I'm sure some of it is the old left hatred of America - fount of all modern evil, and obviously an easy target with its freedom of information and its faults exposed right there for all to see. That kind of gut anti-Americanism is certainly behind much of the undisguised glee on display elsewhere, from the Middle East to China, at this latest US tragedy. But there's more going on. What it shows, surely, is that America is still in many ways at the centre of our world, as it has been, really, since the end of World War 2.

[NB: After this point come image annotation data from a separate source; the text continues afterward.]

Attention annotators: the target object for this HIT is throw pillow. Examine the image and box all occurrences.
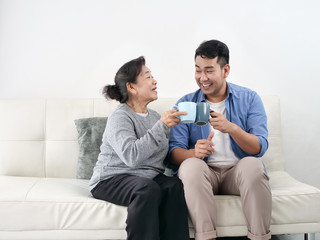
[74,117,107,179]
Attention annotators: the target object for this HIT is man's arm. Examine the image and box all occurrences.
[209,112,260,155]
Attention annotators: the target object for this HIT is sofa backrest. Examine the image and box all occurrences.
[0,96,284,178]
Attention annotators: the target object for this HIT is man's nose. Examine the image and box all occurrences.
[200,73,208,80]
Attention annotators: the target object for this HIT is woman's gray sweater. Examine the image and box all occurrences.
[89,104,169,190]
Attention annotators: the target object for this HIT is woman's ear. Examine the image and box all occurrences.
[126,82,136,95]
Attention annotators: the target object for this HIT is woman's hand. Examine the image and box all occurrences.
[160,109,187,128]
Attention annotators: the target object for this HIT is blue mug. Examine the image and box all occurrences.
[195,102,210,126]
[173,102,197,123]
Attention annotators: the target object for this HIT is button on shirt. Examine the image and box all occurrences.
[169,83,268,165]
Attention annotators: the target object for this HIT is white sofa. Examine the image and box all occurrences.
[0,96,320,240]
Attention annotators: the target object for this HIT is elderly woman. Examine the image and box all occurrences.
[90,57,189,240]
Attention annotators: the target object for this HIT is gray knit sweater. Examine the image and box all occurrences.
[89,104,169,190]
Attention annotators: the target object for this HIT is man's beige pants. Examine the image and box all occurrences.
[178,157,272,240]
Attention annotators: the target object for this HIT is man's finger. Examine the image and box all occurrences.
[208,131,214,141]
[172,112,188,117]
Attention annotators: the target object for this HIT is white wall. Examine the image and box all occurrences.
[0,0,320,188]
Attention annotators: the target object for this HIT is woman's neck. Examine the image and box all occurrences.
[126,100,148,113]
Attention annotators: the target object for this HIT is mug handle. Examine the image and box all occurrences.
[171,105,181,120]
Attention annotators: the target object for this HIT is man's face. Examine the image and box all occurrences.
[195,56,230,102]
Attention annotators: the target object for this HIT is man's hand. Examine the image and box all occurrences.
[209,112,236,134]
[194,131,215,159]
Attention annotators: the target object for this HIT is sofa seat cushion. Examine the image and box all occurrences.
[0,176,127,231]
[0,171,320,236]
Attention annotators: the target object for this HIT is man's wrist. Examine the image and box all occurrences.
[228,122,239,135]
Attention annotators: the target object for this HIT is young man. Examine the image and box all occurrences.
[170,40,271,240]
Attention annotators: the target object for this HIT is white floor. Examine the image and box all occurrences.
[212,233,320,240]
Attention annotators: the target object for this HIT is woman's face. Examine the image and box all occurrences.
[134,66,158,103]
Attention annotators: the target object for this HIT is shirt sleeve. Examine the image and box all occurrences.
[104,112,169,168]
[247,93,269,157]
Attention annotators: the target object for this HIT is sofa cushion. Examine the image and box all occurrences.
[74,117,107,179]
[0,174,320,239]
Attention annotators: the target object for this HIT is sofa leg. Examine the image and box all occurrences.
[304,233,316,240]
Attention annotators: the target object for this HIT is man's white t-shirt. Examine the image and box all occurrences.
[208,100,239,165]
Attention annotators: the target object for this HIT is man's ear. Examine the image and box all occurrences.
[223,64,230,78]
[126,82,136,94]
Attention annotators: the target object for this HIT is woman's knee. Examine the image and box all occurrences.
[134,178,161,201]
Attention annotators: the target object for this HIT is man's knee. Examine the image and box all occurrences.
[178,158,210,186]
[237,157,268,187]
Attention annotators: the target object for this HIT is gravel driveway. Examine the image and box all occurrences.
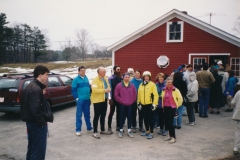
[0,104,240,160]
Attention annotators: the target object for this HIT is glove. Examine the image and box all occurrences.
[109,99,114,106]
[138,103,142,111]
[152,104,157,111]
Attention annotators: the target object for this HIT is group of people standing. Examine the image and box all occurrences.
[72,66,202,143]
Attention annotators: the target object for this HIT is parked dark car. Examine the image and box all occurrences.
[0,73,75,113]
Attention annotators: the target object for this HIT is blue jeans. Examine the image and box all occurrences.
[76,99,92,132]
[26,122,48,160]
[198,88,210,116]
[173,106,185,127]
[120,105,132,129]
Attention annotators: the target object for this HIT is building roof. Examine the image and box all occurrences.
[107,9,240,51]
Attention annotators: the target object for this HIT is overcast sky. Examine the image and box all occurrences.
[0,0,240,50]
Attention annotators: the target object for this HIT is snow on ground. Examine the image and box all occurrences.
[0,62,112,83]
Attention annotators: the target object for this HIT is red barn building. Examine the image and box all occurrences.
[108,9,240,77]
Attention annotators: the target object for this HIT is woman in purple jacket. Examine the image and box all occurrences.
[114,73,137,138]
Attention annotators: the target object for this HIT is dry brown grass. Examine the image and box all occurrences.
[0,58,112,73]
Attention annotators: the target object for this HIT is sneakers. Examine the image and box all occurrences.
[128,132,133,138]
[118,131,123,138]
[76,132,81,136]
[162,130,168,136]
[92,133,100,139]
[185,122,195,126]
[132,127,137,133]
[164,136,172,141]
[158,129,163,135]
[139,128,145,132]
[141,132,149,136]
[147,133,153,139]
[168,137,176,143]
[233,148,240,154]
[100,131,111,135]
[108,128,113,134]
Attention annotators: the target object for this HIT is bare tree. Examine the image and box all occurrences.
[76,29,92,61]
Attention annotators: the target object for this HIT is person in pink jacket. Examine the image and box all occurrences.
[114,73,137,138]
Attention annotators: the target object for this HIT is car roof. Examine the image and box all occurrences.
[0,72,60,79]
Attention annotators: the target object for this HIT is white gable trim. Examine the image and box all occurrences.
[107,9,240,51]
[188,53,230,64]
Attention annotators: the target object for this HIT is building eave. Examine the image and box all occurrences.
[107,9,240,51]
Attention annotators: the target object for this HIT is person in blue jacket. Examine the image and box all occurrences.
[72,66,92,136]
[223,71,236,112]
[130,70,144,133]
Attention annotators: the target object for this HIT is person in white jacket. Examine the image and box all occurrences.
[231,90,240,154]
[184,72,198,126]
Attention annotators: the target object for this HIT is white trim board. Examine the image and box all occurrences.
[188,53,230,64]
[107,9,240,51]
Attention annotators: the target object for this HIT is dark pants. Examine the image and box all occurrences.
[156,108,166,130]
[194,100,199,113]
[198,88,210,116]
[164,106,176,139]
[153,110,160,127]
[26,122,48,160]
[142,104,153,133]
[108,100,120,128]
[186,102,195,122]
[132,102,143,128]
[120,105,132,129]
[93,99,107,133]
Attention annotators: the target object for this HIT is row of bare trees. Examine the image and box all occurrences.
[61,29,111,61]
[0,13,55,63]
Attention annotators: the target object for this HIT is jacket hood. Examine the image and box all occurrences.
[189,72,196,82]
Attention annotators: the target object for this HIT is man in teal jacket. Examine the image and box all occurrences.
[72,66,92,136]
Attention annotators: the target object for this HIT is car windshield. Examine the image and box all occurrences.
[0,78,19,89]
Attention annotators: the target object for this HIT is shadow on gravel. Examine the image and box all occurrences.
[0,154,16,160]
[218,154,240,160]
[0,103,76,121]
[52,102,76,115]
[0,113,21,121]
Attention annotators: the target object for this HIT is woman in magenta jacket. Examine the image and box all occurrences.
[114,73,137,138]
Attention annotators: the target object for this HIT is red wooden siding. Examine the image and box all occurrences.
[115,18,240,79]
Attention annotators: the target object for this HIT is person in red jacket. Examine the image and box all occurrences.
[114,73,137,138]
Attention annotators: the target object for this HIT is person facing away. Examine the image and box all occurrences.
[162,77,183,143]
[72,66,92,136]
[209,68,225,114]
[173,72,188,129]
[108,65,122,134]
[21,65,53,160]
[130,70,144,133]
[197,63,215,118]
[184,72,198,126]
[137,71,158,139]
[91,67,111,139]
[114,73,137,138]
[223,71,236,112]
[231,90,240,154]
[156,73,168,136]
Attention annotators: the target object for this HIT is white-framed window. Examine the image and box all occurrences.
[230,57,240,77]
[193,57,206,69]
[166,21,183,42]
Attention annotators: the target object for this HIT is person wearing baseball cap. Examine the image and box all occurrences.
[137,71,159,139]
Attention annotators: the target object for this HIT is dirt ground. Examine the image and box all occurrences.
[0,104,240,160]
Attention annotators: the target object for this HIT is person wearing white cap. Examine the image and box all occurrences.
[137,71,159,139]
[214,61,223,69]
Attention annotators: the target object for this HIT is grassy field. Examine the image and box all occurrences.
[0,59,112,73]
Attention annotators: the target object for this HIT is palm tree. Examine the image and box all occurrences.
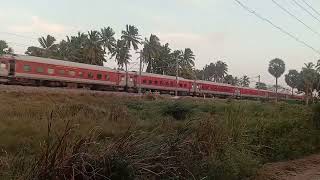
[301,63,317,104]
[142,34,161,73]
[180,48,195,68]
[157,43,172,74]
[209,61,228,82]
[38,35,56,50]
[240,75,250,87]
[256,82,268,90]
[58,32,88,63]
[268,58,286,101]
[223,74,239,86]
[25,35,58,58]
[121,24,141,88]
[99,27,116,54]
[0,40,13,55]
[111,39,131,70]
[121,25,141,50]
[285,70,300,95]
[83,31,106,66]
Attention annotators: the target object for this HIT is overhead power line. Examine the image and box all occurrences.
[302,0,320,16]
[0,31,38,40]
[292,0,320,23]
[234,0,320,55]
[271,0,320,36]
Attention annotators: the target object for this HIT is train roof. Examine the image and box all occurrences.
[0,55,297,96]
[3,55,117,72]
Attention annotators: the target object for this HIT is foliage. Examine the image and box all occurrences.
[0,40,13,55]
[0,91,320,179]
[285,70,300,94]
[111,40,131,69]
[268,58,286,100]
[162,102,193,120]
[256,82,268,90]
[121,24,141,50]
[223,74,241,86]
[312,103,320,129]
[240,75,250,87]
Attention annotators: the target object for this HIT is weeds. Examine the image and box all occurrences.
[0,92,320,180]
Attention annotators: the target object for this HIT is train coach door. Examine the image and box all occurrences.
[0,60,8,76]
[9,59,16,76]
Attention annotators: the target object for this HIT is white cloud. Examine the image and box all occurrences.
[156,32,227,68]
[9,16,68,34]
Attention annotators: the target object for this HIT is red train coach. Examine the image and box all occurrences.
[0,55,303,100]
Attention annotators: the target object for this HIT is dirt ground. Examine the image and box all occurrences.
[255,154,320,180]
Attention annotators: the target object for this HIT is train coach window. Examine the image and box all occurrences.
[0,63,6,69]
[23,65,31,72]
[48,68,54,74]
[97,74,102,79]
[105,74,110,81]
[78,71,83,77]
[88,72,93,79]
[36,67,44,73]
[69,71,76,76]
[58,69,65,75]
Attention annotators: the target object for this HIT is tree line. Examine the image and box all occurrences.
[0,25,255,87]
[0,25,320,102]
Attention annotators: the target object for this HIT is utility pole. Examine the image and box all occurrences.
[138,52,142,95]
[175,58,179,96]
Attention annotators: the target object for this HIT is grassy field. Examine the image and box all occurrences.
[0,89,320,180]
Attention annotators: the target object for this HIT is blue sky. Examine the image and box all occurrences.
[0,0,320,85]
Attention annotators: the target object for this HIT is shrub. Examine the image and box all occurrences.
[312,103,320,129]
[162,102,194,120]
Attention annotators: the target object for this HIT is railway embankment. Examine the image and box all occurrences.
[0,86,320,179]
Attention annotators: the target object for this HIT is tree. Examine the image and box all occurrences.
[99,27,116,54]
[240,75,250,87]
[83,31,106,66]
[203,61,228,83]
[111,39,131,71]
[256,82,268,90]
[179,48,195,79]
[0,40,13,55]
[142,34,161,73]
[25,35,59,58]
[121,25,141,50]
[214,61,228,82]
[285,70,300,95]
[223,74,240,86]
[268,58,286,101]
[121,25,141,89]
[299,63,318,104]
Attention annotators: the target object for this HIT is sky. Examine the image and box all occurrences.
[0,0,320,86]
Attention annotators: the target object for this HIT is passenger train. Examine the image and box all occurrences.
[0,55,303,101]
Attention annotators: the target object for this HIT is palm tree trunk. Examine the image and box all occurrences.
[124,63,128,91]
[276,78,278,102]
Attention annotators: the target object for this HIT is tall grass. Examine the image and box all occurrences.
[0,92,320,179]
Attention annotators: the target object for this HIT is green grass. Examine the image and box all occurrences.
[0,92,320,179]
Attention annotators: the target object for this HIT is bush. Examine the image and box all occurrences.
[312,103,320,129]
[162,102,194,120]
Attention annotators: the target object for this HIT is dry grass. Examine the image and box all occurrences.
[0,87,320,180]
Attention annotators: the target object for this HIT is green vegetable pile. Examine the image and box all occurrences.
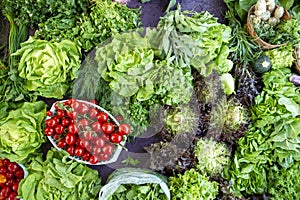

A huge proportion of our popular culture - TV, movies, music - comes if not directly from America, then indirectly. It started in force when the US boomed in the Fifties while the rest of the west, certainly in Europe, was struggling to keep its head above water. And though we like to think things have changed, to a remarkable degree they haven't. In the Sixties the civil rights movement was our movement too. We followed it as though Selma, Alabama, was just south of Basingstoke. Now it's Black Lives Matter - though the echoes here now are greater than they were back then. Back in the Sixties the main issue for the left was Vietnam. The 1968 Grosvenor Square demonstration outside the American embassy was a key moment in the left's development here in the UK. But we weren't even in Vietnam. Harold Wilson, in his wisdom, didn't want the UK to get involved. It didn't matter - we were still out there in force on the street to make our voices heard. And we followed every twist and turn of the anti-war movement in the States - along with everything else over there, from the Black Panthers to Charles Manson to Watergate. It was where the action was. And to an extraordinary extent, for us, it still is.
Historian Tom Holland at UnHerd has been having similar thoughts:
Why has the death of a man across the Atlantic, at the hands of a police force equipped with immeasurably more guns than our own, in a country with a very different history of race relations, become a topic of such consuming interest in Britain? It is not as though the United States is the only superpower in which terrible things are currently happening.
Why, if people in Britain feel that they have a moral responsibility to march against Donald Trump, are they not also breaking the lockdown to protest the crushing of liberty in Hong Kong — a city that was, unlike America, a British colony as recently as 1997? Why, when the death of a black man in Minneapolis can provoke such anguish among minorities here, has the detention of a million Muslims in Xinjiang — and a systematic attempt by the Chinese government at cultural genocide — failed to provoke a matching storm? [...]
Britain has been in hock now to American narratives for at least a century. Sharing as we do a common language with Hollywood, we have always been readier than other nations to be seduced by its mythologies. Today, in an era of computer games and box sets, these mythologies have become more potent, more influential than ever.
But he takes it further, seeing this as a continuation of that great story of America as our promised land - trying again, and failing again, to live up to its destiny as the "City on a Hill":
As minorities mass on the banks of the Jordan to attempt yet again to ford the river, white liberals — often literally kneeling and raising their hands in prayer as they do so — confess their sins and beg for absolution. Only through repentance, their conveners preach, is there any prospect of obtaining salvation. The activists, however, are not merely addressing those gathered before them. Their gaze, as the gaze of preachers in America has always been, right from the very first voyages of the Puritans across the Atlantic to New England, is fixed on the world beyond. Their summons is to sinners everywhere — in London as in New York, in Amsterdam as in Los Angeles. Their ambition is to serve as a city on a hill.
It is also remarkable that there is so little empathy for the pregnant women who had a gun held to her stomach.